Dee sent his fist into the man’s midsection, two knuckles raised
as he punched his solar plexus. The man gagged and folded but did not
go down. By reflex he threw his arm up, swayed into a balanced
position, and send his other hand pummeling low for his assailant.
Dee deflected the fist with a knife-edged hand, curling his fingers
around the man’s wrist as he did so, twisting in the same motion. The
man stepped in and rolled and nearly broke the maneuver, but he was
slow, out of breath, and then he was tumbling over Dee’s leg and
hurtling for a grim instant through space. He slammed into the wall
head-first and crumpled.

A cab pulled up. Dee hauled the man inside, and the driver
floored the pedal and drove off like a shot. Behind them Dee saw
people looking in confusion at the fleeing cab and the site of the
brief action. Dee removed a throat-mike from beneath the man’s collar
and tossed it out the window, then secured his hands with plastic cuffs.
Barnes produced a fat syringe and injected the man with a foul-looking
serum.

The cab dropped them off at a rented dental office, three miles
away. Barnes had given the driver an imposing stack of American money
and advised him to move his family to another country.

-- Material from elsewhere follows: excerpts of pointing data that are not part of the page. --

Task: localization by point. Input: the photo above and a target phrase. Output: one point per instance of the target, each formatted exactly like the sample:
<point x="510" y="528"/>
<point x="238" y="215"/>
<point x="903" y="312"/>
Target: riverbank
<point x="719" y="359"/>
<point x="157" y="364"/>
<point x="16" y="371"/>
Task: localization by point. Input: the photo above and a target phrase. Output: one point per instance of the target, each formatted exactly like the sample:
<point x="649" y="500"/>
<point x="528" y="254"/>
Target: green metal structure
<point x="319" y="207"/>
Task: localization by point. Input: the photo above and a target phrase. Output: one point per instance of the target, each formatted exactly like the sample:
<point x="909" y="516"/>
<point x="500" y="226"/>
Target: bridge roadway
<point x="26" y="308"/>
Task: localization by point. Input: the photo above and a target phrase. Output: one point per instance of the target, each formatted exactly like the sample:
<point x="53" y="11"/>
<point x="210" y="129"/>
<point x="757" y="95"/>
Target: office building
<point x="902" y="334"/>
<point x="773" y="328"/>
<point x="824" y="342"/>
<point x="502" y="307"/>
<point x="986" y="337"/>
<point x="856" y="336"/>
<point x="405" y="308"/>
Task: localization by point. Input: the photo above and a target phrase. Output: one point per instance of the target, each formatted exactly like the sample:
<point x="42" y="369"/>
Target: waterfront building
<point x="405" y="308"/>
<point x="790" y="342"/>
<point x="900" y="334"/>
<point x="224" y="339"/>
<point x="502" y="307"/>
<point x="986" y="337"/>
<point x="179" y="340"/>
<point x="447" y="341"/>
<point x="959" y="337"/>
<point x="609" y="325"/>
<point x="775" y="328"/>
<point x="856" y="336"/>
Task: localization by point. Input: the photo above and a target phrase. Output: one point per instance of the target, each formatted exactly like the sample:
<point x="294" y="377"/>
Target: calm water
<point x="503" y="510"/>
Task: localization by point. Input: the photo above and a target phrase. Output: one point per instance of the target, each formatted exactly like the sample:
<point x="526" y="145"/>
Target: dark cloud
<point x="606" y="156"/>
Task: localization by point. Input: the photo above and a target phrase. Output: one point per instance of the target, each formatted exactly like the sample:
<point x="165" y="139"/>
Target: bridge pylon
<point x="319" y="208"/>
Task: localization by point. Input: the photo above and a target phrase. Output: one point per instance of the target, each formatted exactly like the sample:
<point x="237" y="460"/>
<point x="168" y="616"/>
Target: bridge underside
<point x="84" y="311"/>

Dee hauled the man inside in a fireman’s carry, slung over one
shoulder. The office building was empty, this late at night, but
Barnes had keys. There were no security measures in the building
beyond the door locks.

Forty-five minutes later they finished examining and preparing
the subject.

“Three teeth is it, then,” Ritter said. “No other biological
mods.”

“Right. Any reason to take out the other two?”

“No, they’re empty.”

The third tooth had already been extracted. Dee had never
performed the procedure before, but he had agreed to muddle through it.
Just like working on a regular bone, he had told himself, but in fact
it had not been so complex: the tooth was artificial to begin with,
made for relatively easy replacement. It was filled with poison, ready
to be loosed with hard pressure in just the right place. Dee had
laughed at the theatrics of it.

The captive was strapped to the dentist’s chair. He had been
stirring for several minutes.

“You say his head wound’s all right?”

“I gave him a nice bump,” said Dee, “but I don’t think it’s worse
than that. Hard to tell, though, with that drug screwing his eyes up.”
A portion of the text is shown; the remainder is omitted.